Former coal mine in South Yorkshire, England

Dinnington Main Colliery was a coal mine situated in the village of Dinnington, near Rotherham, South Yorkshire, England.

Until the coming of the colliery Dinnington was a mainly agricultural village with a small amount of quarrying in the area.

In 1899 preparations were being made by the Sheffield Coal Company to sink a new colliery at Dinnington. The company did not have the resources to complete the work and entered into a partnership with the Sheepbridge Coal and Iron Co and this joint company, the Dinnington Main Colliery Company, came into being in 1900. The colliery commenced sinking in 1902 and reached the Barnsley seam of coal in the summer of 1904. The first coal was drawn to the surface the following year which is also when the mine gained its second shaft.

Rail connection for the colliery was eventually made by the South Yorkshire Joint Railway (SYJR) when its line opened in January 1909. The SYJR was a five way joint line with connections to ports and towns in the area and beyond.

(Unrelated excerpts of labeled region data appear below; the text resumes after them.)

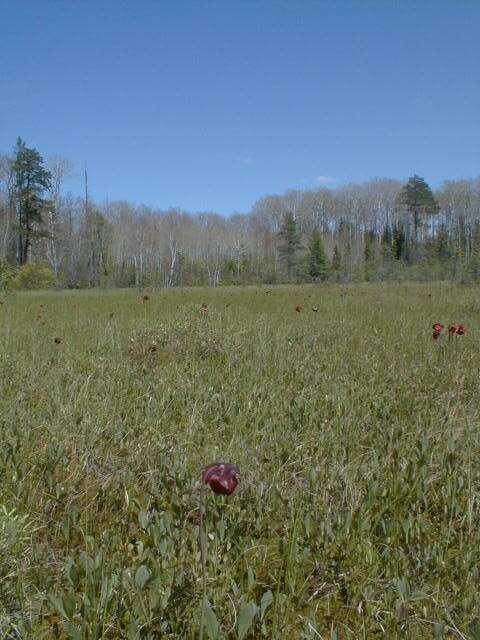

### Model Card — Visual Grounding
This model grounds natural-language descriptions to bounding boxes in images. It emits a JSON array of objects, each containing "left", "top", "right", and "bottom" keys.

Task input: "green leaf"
[
  {"left": 260, "top": 591, "right": 273, "bottom": 620},
  {"left": 238, "top": 602, "right": 257, "bottom": 640},
  {"left": 135, "top": 564, "right": 150, "bottom": 589},
  {"left": 204, "top": 600, "right": 220, "bottom": 640},
  {"left": 48, "top": 594, "right": 68, "bottom": 620},
  {"left": 138, "top": 511, "right": 150, "bottom": 529}
]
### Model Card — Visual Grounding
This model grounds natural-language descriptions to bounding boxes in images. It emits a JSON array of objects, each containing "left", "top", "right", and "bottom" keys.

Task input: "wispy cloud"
[{"left": 315, "top": 176, "right": 338, "bottom": 187}]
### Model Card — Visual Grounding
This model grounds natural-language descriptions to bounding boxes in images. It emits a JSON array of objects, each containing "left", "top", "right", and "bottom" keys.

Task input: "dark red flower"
[{"left": 202, "top": 462, "right": 240, "bottom": 496}]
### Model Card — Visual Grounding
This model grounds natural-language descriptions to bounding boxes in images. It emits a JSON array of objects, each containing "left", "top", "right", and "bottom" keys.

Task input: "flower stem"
[{"left": 198, "top": 480, "right": 207, "bottom": 640}]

At the time of the 1946 nationalisation of the coal industry the colliery was in the hands of Amalgamated Denaby Collieries, based at Denaby Main, near Doncaster. Following nationalisation the colliery became part of the National Coal Board.

The colliery stopped production in October 1991, and was closed in 1992 with the loss of over 1,000 jobs. At the start of the 21st century, the former colliery site was subject to one of the largest former coal mine reclamation schemes that Yorkshire had seen. Johnston Press, a regional publisher and printer, sited a £60 million printing press on the site in 2006.

Nearby St Leonard's Church in Dinnington, has a mining memorial commemorating the 74 miners who died whilst working at Dinnington Main, though the eventual tally of the dead is disputed by some researchers.